On the flip side, researchers have found obese people who have succeeded in many areas of their lives but who become or remain heavy because they are not comfortable with their successes. For these individuals, being heavy helps balance out their achievements.
Victoria, a Mexican immigrant, took an English course to improve her job skills through an adult education program. She proved to have a knack for language and went on to get a degree in composition and a job in the college language lab. Her husband remained a day laborer.

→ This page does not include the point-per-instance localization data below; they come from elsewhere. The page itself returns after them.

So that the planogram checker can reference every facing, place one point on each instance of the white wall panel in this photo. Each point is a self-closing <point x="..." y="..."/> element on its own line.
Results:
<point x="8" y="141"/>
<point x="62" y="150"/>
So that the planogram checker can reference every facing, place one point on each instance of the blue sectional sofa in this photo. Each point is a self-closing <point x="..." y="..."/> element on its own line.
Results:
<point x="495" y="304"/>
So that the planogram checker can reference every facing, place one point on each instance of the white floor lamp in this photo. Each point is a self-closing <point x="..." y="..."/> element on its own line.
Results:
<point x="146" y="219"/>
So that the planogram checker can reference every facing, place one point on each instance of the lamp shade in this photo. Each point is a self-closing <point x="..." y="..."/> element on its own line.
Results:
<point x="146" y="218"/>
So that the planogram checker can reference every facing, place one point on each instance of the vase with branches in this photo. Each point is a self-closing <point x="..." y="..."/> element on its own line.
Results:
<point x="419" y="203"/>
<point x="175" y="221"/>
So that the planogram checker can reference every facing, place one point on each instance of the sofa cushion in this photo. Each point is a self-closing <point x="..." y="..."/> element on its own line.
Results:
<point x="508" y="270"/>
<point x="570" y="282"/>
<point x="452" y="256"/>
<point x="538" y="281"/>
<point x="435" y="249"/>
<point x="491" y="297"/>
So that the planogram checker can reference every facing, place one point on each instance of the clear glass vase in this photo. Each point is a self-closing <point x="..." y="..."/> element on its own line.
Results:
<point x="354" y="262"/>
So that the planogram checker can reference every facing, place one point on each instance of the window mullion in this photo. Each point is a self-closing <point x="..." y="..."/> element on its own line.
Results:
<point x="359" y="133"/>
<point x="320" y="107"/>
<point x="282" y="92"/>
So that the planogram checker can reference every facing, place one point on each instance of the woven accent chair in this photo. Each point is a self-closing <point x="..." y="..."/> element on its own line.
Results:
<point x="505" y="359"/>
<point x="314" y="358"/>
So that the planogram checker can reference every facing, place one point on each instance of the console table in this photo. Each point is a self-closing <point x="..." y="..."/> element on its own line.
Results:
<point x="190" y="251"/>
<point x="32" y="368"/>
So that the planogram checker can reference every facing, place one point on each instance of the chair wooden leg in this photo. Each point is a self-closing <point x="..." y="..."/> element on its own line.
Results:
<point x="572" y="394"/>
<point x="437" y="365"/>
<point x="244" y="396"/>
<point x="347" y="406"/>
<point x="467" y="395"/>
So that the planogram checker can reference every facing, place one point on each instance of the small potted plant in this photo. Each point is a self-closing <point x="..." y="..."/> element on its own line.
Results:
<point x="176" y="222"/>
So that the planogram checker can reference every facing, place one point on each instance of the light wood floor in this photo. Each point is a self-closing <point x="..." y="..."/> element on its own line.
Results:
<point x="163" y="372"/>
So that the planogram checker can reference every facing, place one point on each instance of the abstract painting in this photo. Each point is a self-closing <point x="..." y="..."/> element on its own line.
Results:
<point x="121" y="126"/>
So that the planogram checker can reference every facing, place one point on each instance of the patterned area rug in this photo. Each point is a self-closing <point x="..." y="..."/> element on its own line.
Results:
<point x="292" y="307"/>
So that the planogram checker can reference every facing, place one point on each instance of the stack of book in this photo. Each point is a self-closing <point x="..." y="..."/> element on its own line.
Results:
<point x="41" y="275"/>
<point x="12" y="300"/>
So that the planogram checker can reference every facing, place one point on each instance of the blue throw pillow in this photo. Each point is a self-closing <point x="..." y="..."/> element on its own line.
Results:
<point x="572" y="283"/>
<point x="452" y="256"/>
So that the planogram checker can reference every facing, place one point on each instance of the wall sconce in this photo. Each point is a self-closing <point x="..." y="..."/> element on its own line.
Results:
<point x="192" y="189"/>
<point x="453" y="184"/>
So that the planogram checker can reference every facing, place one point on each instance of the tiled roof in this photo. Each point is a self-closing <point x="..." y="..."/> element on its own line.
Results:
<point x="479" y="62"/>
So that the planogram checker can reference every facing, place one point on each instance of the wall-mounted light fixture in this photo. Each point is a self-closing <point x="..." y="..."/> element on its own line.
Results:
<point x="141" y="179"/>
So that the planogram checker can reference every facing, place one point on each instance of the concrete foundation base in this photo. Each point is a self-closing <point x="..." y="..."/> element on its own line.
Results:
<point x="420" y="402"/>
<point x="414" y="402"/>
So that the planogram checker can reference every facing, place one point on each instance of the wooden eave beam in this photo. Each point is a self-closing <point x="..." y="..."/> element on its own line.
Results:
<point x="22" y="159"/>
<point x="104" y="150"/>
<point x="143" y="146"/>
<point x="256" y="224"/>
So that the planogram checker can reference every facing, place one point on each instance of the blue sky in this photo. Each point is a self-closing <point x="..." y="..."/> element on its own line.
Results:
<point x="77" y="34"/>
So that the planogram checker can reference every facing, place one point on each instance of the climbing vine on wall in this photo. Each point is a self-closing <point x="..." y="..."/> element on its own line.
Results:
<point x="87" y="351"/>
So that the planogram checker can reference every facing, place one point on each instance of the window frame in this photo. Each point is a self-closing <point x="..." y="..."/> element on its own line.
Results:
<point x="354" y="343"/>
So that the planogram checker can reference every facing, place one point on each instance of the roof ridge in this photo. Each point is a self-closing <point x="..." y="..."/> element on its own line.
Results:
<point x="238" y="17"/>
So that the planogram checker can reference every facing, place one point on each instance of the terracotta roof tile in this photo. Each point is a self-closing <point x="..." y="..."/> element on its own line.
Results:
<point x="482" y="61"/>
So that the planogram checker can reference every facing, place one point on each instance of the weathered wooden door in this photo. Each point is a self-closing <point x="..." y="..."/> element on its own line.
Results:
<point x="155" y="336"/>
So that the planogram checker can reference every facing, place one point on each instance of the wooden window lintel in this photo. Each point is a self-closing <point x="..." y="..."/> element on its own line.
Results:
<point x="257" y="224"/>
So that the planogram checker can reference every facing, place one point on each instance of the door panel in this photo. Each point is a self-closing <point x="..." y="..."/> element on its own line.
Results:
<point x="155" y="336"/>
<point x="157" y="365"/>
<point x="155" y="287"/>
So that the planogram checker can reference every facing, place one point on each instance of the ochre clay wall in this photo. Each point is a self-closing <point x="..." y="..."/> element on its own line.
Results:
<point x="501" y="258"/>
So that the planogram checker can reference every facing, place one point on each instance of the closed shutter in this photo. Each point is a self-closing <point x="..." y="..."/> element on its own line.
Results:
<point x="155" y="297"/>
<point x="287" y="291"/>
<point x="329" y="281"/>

As her success grew, so did her weight.
Victoria dieted successfully at least 3 times, but, uncomfortable in her new skin, she always regained the weight, which tended to worsen her rheumatoid arthritis. During weight loss appointments with her doctor, Victoria unknowingly revealed the source of her value conflict. She often said the woman’s roles in her culture were to marry and raise children. She was not allowed to marry until she was able to iron a man’s dress shirt to perfection and make tender tortillas. Her new roles as an educated woman and co-bread winner were outside her comfort zone. Being very overweight kept her from looking too successful. Victoria punished herself in other ways as well. She refused to dance, an activity she greatly enjoyed, or wear shorts, no matter how hot the weather, because she was in her own words, “too fat and ugly.”
Recognizing conflicting values and working to resolve them can help people who have struggled to lose weight, drop pounds, and keep them off, but it can be a long, slow process. If you feel a value conflict may be at the root of your weight loss challenges, you may want to ask yourself, “What is my weight saying for me?”